Of course, many people bathe their dogs (and oddball cats!) anyway. If you do too, should you use an all-natural pet shampoo? If you like how it makes your pet's fur feel and smell, then go for it.
"The problem with natural products is that there are no real controlled studies done to tell us whether they work [for flea control]," says Pukay, so consider baths part of your grooming routine, not a flea-control tactic.
And remember to schedule baths just before your pet is due for his or her spot-on treatment, rather than afterward, to avoid undermining the efficacy of the product.
Caveats of spot-on treatments
Spot-on flea treatments are not cheap. For instance, if you buy in bulk, a six-pack of monthly feline Advantage Multi averages $85 plus HST -- or about $16 per treatment.

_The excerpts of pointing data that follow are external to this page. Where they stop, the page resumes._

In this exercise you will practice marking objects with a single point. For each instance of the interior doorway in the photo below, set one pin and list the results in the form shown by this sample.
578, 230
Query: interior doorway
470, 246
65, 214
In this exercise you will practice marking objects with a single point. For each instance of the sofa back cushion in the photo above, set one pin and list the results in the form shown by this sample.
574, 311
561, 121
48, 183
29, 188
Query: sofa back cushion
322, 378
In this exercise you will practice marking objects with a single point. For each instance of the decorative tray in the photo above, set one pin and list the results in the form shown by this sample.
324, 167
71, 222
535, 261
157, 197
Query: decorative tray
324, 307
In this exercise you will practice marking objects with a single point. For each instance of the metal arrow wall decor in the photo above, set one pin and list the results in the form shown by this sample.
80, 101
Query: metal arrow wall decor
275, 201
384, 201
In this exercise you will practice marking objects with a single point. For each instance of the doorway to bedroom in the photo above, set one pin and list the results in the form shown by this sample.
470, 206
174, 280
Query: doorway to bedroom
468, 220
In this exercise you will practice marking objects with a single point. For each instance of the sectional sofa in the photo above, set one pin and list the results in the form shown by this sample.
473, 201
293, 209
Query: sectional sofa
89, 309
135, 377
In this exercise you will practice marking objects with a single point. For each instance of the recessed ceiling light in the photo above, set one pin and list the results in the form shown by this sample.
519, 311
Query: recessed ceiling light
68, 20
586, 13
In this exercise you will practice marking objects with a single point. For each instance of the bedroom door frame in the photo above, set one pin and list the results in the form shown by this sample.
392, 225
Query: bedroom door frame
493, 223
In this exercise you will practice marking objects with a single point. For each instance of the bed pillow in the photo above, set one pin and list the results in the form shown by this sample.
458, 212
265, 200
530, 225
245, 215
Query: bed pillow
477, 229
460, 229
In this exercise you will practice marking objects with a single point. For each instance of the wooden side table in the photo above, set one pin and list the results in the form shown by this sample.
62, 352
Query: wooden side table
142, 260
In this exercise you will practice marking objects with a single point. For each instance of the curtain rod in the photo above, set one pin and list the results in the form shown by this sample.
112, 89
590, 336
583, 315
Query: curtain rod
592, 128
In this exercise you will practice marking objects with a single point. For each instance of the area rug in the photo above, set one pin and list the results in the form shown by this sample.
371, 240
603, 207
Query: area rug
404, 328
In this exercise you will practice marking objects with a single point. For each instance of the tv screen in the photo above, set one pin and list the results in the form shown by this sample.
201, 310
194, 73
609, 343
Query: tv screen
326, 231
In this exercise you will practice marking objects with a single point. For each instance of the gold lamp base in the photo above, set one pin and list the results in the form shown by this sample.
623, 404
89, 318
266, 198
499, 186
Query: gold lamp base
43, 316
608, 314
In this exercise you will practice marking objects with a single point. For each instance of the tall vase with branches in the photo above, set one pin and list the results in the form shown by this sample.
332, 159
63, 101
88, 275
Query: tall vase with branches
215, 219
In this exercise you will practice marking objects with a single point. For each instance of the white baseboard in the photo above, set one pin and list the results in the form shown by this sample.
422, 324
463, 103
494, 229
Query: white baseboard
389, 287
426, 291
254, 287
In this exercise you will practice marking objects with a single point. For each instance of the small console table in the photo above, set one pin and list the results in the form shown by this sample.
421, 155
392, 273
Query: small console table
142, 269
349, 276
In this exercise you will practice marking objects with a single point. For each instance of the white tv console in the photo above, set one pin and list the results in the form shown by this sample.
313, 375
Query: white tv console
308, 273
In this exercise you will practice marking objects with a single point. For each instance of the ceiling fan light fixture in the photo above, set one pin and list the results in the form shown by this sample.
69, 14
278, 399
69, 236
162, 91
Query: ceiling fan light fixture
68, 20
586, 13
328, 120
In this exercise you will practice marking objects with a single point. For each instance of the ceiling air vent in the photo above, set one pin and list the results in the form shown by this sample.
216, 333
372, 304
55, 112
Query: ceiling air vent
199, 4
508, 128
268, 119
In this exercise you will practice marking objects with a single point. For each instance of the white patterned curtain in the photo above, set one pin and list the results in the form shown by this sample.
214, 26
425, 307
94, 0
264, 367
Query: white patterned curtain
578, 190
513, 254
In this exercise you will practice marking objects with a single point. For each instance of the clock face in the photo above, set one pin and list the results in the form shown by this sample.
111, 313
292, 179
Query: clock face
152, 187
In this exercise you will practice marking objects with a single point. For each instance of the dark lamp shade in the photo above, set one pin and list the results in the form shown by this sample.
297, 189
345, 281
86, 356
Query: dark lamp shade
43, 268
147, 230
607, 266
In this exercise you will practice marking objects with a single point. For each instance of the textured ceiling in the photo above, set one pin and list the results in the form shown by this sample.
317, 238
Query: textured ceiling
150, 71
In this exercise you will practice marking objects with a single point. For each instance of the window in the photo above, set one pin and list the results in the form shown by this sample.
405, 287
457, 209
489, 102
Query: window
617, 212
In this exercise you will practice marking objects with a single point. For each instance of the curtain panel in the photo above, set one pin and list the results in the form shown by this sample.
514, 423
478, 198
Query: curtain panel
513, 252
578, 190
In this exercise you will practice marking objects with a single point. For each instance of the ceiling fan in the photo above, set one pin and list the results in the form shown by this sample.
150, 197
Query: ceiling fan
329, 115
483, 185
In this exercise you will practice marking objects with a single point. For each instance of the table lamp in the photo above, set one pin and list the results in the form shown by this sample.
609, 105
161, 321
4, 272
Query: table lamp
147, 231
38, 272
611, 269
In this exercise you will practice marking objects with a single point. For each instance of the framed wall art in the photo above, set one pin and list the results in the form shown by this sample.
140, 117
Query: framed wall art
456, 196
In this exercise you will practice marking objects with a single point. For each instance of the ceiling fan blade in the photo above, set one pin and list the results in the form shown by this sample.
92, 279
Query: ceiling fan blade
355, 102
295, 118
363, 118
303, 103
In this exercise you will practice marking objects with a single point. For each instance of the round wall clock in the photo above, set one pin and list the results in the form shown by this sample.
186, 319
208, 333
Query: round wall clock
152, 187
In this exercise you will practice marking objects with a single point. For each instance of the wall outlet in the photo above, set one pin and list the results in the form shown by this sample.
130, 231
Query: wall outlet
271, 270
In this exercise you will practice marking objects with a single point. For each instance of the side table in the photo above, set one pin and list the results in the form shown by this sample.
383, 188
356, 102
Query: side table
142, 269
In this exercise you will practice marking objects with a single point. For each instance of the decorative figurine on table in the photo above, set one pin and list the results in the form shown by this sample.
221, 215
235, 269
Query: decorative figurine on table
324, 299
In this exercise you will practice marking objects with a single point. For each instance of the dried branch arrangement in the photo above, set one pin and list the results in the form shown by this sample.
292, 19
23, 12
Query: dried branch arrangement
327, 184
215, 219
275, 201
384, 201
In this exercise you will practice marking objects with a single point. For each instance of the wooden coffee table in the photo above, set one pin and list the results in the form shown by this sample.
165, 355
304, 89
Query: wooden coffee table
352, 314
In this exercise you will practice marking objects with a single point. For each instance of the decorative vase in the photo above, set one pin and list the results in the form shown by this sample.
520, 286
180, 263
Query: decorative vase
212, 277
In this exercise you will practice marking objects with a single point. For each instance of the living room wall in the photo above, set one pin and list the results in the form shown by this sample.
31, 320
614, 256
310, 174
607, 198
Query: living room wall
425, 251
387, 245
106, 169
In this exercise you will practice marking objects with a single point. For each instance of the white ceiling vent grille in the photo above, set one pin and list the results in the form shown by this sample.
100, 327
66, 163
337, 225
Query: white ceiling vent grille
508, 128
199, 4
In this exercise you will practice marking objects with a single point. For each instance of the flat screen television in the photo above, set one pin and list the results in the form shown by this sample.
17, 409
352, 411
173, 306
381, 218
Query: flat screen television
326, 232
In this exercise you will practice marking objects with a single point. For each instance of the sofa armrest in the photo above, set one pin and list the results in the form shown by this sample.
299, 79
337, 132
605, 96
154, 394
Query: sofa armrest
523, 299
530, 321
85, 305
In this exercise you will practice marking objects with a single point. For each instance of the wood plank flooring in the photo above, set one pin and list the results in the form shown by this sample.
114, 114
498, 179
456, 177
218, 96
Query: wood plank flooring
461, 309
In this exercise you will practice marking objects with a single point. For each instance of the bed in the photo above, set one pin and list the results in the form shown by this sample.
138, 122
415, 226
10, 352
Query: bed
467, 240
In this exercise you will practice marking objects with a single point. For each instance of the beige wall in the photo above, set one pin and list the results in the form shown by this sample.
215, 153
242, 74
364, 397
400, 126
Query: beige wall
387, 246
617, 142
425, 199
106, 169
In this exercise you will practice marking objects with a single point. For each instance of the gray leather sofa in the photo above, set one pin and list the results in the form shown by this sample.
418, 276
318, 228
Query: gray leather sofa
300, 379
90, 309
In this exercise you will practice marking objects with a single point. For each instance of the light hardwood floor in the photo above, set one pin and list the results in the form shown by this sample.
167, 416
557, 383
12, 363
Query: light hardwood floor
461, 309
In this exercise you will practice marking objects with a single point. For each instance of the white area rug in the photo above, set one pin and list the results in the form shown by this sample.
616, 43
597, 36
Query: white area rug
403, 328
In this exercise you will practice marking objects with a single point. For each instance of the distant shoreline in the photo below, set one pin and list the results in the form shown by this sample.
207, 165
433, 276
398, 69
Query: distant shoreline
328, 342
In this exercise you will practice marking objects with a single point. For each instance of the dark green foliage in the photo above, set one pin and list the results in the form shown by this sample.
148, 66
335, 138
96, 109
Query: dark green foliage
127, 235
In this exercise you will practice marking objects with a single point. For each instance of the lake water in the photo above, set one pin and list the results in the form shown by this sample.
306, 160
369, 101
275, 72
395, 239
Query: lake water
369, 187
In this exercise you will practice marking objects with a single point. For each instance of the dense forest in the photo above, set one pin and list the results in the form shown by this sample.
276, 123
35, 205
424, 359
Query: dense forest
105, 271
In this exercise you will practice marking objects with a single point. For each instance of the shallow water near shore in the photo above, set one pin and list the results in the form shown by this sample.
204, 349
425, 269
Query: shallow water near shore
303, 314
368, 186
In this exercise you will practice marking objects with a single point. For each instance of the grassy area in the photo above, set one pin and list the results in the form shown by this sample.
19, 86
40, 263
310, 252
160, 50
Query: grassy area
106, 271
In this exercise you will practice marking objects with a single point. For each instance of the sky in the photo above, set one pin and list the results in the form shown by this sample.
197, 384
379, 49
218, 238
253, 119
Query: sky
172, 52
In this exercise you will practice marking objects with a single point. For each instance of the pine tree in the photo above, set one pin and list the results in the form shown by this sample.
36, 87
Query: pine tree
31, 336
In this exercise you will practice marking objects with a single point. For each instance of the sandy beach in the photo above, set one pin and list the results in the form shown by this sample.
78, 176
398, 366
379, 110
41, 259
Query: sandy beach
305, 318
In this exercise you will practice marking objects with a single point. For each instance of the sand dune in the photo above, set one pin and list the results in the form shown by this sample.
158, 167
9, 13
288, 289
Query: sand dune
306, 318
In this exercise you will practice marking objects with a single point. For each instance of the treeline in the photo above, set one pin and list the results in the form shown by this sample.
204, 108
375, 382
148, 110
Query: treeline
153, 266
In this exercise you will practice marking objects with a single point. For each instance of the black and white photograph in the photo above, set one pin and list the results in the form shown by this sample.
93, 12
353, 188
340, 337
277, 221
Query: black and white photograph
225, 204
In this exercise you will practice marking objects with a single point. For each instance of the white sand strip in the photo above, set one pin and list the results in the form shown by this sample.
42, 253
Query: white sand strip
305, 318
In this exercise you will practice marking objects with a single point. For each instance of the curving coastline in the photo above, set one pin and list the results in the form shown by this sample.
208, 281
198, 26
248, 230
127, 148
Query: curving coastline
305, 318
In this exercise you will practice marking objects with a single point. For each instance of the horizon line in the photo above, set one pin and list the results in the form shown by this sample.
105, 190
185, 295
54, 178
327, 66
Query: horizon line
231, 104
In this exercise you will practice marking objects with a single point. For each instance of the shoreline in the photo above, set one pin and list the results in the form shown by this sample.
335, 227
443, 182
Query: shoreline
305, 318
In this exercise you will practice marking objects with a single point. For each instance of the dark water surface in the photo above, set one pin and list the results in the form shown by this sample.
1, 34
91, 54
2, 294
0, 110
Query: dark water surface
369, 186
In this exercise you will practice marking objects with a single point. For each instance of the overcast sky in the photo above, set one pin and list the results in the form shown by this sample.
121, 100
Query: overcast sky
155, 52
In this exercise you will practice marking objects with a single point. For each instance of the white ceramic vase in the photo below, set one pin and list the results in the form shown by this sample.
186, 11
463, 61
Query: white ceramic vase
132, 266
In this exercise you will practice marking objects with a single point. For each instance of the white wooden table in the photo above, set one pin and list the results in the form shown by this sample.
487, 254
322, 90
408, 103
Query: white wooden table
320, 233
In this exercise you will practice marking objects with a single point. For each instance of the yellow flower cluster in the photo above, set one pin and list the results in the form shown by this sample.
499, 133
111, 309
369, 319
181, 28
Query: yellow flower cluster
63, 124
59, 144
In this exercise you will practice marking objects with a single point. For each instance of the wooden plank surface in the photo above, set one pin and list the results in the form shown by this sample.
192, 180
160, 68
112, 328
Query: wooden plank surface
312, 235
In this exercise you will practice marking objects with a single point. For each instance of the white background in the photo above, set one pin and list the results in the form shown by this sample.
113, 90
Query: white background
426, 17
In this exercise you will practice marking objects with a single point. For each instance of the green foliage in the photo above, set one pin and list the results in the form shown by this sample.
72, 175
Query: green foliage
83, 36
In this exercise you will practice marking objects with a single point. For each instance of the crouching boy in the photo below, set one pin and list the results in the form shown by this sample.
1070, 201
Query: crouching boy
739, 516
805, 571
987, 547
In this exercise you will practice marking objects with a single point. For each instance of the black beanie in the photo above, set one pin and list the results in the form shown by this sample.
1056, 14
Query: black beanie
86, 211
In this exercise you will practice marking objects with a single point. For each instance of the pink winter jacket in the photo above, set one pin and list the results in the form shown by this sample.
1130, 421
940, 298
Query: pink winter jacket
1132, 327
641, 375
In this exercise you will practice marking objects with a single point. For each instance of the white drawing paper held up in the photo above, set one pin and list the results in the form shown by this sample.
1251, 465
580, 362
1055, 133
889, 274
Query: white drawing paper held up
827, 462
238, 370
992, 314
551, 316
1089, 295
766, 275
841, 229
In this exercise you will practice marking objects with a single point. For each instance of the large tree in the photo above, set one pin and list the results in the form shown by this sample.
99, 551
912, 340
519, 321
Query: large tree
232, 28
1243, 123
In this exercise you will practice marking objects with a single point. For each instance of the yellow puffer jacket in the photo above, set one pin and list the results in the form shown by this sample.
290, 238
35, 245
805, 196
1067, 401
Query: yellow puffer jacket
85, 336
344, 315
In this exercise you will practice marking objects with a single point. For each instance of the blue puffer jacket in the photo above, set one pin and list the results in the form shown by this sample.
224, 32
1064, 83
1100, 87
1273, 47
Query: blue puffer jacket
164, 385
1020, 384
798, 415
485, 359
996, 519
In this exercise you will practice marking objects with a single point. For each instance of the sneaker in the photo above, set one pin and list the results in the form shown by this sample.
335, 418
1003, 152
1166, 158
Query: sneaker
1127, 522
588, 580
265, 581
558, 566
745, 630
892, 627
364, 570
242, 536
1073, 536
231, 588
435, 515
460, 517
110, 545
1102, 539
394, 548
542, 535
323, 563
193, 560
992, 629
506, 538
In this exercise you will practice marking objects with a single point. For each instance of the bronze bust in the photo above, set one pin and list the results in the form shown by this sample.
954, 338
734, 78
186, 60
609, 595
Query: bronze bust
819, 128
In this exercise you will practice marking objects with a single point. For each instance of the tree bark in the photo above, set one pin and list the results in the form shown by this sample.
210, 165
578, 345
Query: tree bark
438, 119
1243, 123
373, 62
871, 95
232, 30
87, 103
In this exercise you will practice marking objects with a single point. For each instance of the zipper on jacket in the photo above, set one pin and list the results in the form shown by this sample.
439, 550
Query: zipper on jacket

The price may sound high compared to a $10 bottle of supermarket flea-control shampoo, but it's actually a bargain when you consider the spot-on treatment's superior effectiveness and convenience.
Don't try to cut costs by buying discount Advantage or Revolution online, says Pukay. "They could be knockoffs or have mixed up [mismatched] labels. Buy from your vet because your vet will stand behind the product.
If anything happens, you know you have the vet to support you and to respond to any adverse reactions in terms of medical care, should anything go wrong," he explains, adding that such adverse reactions are rare, but possible.
Page 2 of 3 -- Learn how to care for your pet at the cottage on page 3
Although spot-on treatments are reliable for general use, if your pet follows you to the cottage or cabin you may have to bring out the big guns to deter persistent pests such as ticks and mites.
"Revolution has a wider range of claims for skin mites, so if you're at a cottage and skin mites are a problem, you might want to tend toward Revolution. [For dogs], a stronger product like K-9 Advantix repels fleas and also works on ticks, but it must be used with caution since it's highly toxic to cats," says Pukay.
Pukay suggests consulting your vet about what product is best for your pets, lifestyle and environment.
Finally, even if you've got Fido or Fluffy's flea issues under control, cottage-country pests like mosquitoes and black flies can crash any long weekend getaway.
Never apply mosquito or black fly repellants to your pet without getting clearance from your vet first, and that goes for "natural" and "non-toxic" products, too.